Questions arise from the ubiquity of this image, which appears in the context of those who had great power in the world, and also in funerary contexts, particularly in Egypt. It appears prominently in royal contexts in Assyria and in Babylonia. The image can be traced back as least as far as the settlement at Çatal höyük, now in modern Turkey, dating to some eight or nine thousand years before the present.
What does this image mean? It is nowhere explained, but clearly had some kind of explanation at some time, even if its transmission in later centuries was enabled simply by its status as a traditional iconographic element. Why is it so prominently displayed, so persistent throughout time, and apparently not discussed in the cultures in which it appears?
Some details of esoteric lore were written down in the Ancient Near East – the colophons of the relevant tablets make it clear that the contents were for the initiated only. The ritual procedures for the installation of divine statues in Assyria and Babylonia survive, together with some incantations which were part of the ritual. These tell us about the ritual, and the elements involved in the ritual – the thigh of a ram, best beer, mashatu-meal, and sacralised reeds, plus information about which stellar constellations and planets a statue was to be pointed at as part of the installation; and about the selection of craftsman’s tools which were disposed of as part of the ritual (enclosed in the ram’s thigh, and deposited into the river), in order to remove their responsibility for making divine images (not a thing for mortals to undertake).

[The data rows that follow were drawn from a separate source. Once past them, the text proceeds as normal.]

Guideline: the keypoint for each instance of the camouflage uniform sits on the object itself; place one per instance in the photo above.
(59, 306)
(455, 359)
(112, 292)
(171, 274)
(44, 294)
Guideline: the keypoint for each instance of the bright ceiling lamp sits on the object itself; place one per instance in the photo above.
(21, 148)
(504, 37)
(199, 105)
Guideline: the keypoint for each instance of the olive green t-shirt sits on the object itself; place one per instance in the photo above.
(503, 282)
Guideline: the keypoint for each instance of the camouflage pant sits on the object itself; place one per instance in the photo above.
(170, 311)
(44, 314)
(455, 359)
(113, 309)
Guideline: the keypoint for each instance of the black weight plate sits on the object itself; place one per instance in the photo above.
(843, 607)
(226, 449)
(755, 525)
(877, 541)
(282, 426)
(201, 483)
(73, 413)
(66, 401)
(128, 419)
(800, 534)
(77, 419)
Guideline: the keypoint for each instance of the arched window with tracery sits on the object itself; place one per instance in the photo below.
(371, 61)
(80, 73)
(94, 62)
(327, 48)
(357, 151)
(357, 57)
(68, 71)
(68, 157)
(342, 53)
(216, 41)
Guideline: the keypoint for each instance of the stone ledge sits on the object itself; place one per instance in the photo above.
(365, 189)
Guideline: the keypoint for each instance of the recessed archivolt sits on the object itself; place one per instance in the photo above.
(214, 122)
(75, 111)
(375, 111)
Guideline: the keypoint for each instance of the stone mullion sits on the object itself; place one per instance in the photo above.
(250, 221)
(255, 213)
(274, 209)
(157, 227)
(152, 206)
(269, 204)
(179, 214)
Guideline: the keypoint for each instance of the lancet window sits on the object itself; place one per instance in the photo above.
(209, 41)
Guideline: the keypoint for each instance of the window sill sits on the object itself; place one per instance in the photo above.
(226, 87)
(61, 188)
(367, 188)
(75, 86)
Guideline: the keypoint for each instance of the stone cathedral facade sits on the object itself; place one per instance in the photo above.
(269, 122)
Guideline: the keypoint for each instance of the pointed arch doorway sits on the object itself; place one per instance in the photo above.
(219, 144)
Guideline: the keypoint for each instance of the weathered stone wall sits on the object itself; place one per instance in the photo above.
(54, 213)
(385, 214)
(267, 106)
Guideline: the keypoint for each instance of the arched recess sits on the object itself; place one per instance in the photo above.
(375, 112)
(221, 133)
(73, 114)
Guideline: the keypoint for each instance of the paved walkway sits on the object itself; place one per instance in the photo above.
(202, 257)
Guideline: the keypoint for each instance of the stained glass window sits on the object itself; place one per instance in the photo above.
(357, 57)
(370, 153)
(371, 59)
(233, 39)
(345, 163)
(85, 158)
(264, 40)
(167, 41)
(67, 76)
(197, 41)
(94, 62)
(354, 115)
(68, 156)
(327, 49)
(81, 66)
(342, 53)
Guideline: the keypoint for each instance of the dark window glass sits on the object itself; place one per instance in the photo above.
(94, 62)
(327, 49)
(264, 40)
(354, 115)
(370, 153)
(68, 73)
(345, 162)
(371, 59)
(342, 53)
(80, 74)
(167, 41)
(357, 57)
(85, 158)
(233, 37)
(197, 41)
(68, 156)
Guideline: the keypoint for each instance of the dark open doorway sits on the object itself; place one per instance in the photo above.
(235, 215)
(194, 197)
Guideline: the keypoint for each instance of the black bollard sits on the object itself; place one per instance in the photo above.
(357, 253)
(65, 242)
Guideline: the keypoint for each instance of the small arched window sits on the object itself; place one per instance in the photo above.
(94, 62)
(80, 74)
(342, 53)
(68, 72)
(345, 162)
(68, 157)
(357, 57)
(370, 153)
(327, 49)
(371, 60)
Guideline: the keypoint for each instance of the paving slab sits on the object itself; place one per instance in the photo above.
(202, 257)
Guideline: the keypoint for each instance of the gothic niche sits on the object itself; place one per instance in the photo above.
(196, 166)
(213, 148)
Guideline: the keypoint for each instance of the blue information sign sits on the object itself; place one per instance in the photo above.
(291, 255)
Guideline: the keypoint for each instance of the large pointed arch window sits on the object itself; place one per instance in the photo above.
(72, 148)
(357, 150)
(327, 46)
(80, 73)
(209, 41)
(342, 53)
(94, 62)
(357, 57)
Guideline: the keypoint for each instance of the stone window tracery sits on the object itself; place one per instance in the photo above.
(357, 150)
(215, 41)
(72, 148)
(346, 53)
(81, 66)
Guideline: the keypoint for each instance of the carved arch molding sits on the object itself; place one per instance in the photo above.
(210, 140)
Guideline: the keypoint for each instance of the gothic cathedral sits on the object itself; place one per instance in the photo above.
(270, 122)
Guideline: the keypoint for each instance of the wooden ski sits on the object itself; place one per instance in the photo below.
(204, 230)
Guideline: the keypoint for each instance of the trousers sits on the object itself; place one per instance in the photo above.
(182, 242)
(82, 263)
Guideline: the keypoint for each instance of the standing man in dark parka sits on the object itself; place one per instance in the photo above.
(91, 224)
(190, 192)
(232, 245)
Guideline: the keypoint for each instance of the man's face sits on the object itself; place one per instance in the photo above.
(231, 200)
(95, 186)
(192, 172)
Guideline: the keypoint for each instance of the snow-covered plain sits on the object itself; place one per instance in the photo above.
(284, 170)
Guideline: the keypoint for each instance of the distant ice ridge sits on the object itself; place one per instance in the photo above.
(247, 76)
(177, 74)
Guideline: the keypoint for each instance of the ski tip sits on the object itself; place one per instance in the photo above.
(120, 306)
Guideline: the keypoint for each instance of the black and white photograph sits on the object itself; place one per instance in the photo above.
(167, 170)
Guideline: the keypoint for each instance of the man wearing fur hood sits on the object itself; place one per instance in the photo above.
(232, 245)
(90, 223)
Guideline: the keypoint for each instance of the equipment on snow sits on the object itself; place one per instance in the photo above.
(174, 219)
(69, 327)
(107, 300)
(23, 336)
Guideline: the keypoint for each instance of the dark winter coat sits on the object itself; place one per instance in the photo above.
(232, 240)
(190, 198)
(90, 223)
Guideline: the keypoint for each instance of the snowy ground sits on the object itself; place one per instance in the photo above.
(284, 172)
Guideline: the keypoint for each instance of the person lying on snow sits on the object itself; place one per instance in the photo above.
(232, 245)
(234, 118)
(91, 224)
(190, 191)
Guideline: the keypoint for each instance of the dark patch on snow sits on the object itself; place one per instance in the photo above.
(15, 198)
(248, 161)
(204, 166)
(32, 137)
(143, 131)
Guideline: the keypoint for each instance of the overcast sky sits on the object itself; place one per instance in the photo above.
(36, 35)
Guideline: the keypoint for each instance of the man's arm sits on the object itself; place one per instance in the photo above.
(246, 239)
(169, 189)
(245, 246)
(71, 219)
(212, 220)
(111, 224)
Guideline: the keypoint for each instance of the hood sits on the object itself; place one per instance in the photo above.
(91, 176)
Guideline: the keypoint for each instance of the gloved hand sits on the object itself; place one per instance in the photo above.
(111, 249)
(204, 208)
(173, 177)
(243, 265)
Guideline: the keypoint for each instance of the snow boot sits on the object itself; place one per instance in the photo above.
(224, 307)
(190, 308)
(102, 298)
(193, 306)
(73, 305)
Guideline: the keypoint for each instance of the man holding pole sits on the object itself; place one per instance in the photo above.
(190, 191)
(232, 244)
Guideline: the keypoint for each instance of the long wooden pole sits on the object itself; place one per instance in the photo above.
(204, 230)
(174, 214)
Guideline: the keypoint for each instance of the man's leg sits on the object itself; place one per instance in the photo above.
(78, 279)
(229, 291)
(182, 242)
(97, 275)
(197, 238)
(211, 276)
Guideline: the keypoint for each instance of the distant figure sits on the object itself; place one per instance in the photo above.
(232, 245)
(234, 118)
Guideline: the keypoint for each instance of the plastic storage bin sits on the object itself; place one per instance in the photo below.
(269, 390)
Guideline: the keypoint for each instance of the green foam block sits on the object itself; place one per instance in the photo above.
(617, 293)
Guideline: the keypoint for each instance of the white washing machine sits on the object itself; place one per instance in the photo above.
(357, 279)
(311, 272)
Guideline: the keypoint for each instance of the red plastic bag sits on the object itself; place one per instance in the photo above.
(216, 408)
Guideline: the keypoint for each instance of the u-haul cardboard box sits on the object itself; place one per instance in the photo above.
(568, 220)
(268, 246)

But we find no discussion of the rationale of the installation ritual. Or discussion of the rationale of any other ritual which they documented. This suggests that there were levels in the esoteric life of Assyria and Babylonia: that the ritual details were important to record to ensure consistency in the performance of the ritual, but the meaning of the details, and the underlying rationale for the ceremony were transmitted orally, and never committed to writing.
The image with the opposed figures standing around a ritual object is clearly an image whose meaning and function was too important to record in a temple or palace document. In which case it might appear that we can never know what it signified, and why it was so important.
But, it is not so. Assyriologists have explored this image as it appears in the Mesopotamian context, and have made some headway in understanding the scope of its significance. They have established that, in terms of the iconography, the Sacred Tree may stand in for the King. In other words, the two ideas were understood to represent the same thing. The contemporary understanding of the nature of the role of king in Assyria was that he was the Regent of the god Ashur on Earth, and therefore the king represented an emulation and image of the Divine on Earth.
But why a tree? The tree can stand in for the king, because of two further ideas which are connected in the definition of what the king is.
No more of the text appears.